The assembly that requested the item specified by the Name property.

Remarks

The assembly that is returned by this property is an assembly that was unable to resolve the item specified by the Name property, because the item did not exist in that assembly, in any of its loaded dependencies, or in any dependencies the loader could find through probing.

For example, suppose the current assembly uses the Assembly.LoadFile method to load assembly A from a directory outside the probing path, in order to use class CA. Suppose further that class CA uses class CB, in assembly B, and that assembly A has a compile-time reference to assembly B, also located outside the probing path. When the current assembly attempts to instantiate CA, the loader attempts to resolve the reference to assembly B. However, because assembly A was loaded by using the Assembly.LoadFile method, the loader cannot resolve the dependency. If there is a handler for the AppDomain.AssemblyResolve event, the event is raised, and the RequestingAssembly property of the resulting ResolveEventArgs object contains assembly A, because assembly A is the assembly that is missing a dependency.

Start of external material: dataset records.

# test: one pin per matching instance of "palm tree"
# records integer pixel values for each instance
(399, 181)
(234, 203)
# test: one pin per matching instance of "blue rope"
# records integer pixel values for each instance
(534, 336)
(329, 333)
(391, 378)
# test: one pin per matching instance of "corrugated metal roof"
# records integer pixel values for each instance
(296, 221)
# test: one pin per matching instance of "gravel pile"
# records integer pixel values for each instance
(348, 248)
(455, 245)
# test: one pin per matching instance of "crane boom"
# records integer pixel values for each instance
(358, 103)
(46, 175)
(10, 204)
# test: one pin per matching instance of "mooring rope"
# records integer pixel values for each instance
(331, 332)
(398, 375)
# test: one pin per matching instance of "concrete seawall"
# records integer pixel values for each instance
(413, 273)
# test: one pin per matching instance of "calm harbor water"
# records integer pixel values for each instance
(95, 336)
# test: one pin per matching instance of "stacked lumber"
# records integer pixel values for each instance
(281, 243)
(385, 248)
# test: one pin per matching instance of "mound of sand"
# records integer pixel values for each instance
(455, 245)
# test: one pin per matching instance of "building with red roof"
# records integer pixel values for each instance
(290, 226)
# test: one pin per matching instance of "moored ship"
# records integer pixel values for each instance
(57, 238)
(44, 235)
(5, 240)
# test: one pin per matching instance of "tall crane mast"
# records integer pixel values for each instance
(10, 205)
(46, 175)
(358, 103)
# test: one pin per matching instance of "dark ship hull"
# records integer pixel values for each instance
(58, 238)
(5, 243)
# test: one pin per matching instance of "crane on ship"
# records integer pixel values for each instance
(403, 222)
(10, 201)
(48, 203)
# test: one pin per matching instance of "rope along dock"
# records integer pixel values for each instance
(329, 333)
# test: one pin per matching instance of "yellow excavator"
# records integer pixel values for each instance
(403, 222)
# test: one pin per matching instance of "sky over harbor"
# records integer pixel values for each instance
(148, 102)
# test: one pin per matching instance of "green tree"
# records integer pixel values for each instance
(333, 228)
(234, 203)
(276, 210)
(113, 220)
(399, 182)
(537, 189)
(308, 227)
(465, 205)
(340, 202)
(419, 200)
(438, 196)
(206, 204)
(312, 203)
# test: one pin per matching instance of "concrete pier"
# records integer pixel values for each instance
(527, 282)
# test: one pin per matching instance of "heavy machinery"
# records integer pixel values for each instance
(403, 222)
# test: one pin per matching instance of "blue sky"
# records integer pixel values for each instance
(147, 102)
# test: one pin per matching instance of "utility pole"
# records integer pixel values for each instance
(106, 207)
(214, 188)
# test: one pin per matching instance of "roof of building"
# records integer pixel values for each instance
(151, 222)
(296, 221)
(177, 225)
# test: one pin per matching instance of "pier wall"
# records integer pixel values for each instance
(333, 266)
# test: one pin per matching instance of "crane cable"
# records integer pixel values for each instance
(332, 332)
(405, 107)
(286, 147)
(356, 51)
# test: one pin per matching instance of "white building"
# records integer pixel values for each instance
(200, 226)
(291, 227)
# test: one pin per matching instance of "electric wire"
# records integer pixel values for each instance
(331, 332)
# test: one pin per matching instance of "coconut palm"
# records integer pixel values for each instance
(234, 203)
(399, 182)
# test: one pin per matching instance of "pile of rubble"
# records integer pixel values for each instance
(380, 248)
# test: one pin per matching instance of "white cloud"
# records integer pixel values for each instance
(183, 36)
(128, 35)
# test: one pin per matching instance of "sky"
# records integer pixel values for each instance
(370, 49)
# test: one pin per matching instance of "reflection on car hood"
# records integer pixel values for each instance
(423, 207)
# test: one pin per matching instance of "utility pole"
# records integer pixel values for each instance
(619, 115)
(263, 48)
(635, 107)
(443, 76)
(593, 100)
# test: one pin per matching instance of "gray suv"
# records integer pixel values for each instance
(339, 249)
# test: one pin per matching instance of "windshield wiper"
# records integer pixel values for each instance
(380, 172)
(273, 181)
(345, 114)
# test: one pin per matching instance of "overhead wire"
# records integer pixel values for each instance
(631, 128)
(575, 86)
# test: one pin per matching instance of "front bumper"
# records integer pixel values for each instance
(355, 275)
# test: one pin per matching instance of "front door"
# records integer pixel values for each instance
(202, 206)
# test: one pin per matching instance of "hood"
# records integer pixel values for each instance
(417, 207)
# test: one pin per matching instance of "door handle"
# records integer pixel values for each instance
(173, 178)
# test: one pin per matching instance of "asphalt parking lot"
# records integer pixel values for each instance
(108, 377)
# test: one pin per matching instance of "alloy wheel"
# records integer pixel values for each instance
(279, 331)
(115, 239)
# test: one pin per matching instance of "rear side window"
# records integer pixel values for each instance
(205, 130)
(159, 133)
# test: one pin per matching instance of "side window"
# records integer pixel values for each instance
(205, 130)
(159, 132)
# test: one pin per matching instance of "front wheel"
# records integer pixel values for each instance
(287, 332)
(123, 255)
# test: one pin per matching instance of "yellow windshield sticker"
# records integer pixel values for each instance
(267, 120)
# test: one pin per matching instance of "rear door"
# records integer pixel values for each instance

The semantics of the RequestingAssembly property vary, depending on how the requesting assembly was loaded:

  • Load context: The value of the property might be null. The load context is load-order independent, and the identity of the requesting assembly is not necessarily meaningful. A non-null example occurs when the Type.GetType method is called and the specified type is not known to the requesting assembly or any of its dependencies.

  • Load-from context: The property can be used as a probing hint, but the event handler should not get more than one request for a given assembly name.

  • No context (that is, the requesting assembly was loaded by using the Assembly.LoadFile method, or as a byte stream, or in mixed mode): The handler can use the RequestingAssembly property to load different implementations of the same assembly based on the identity of the requesting assembly.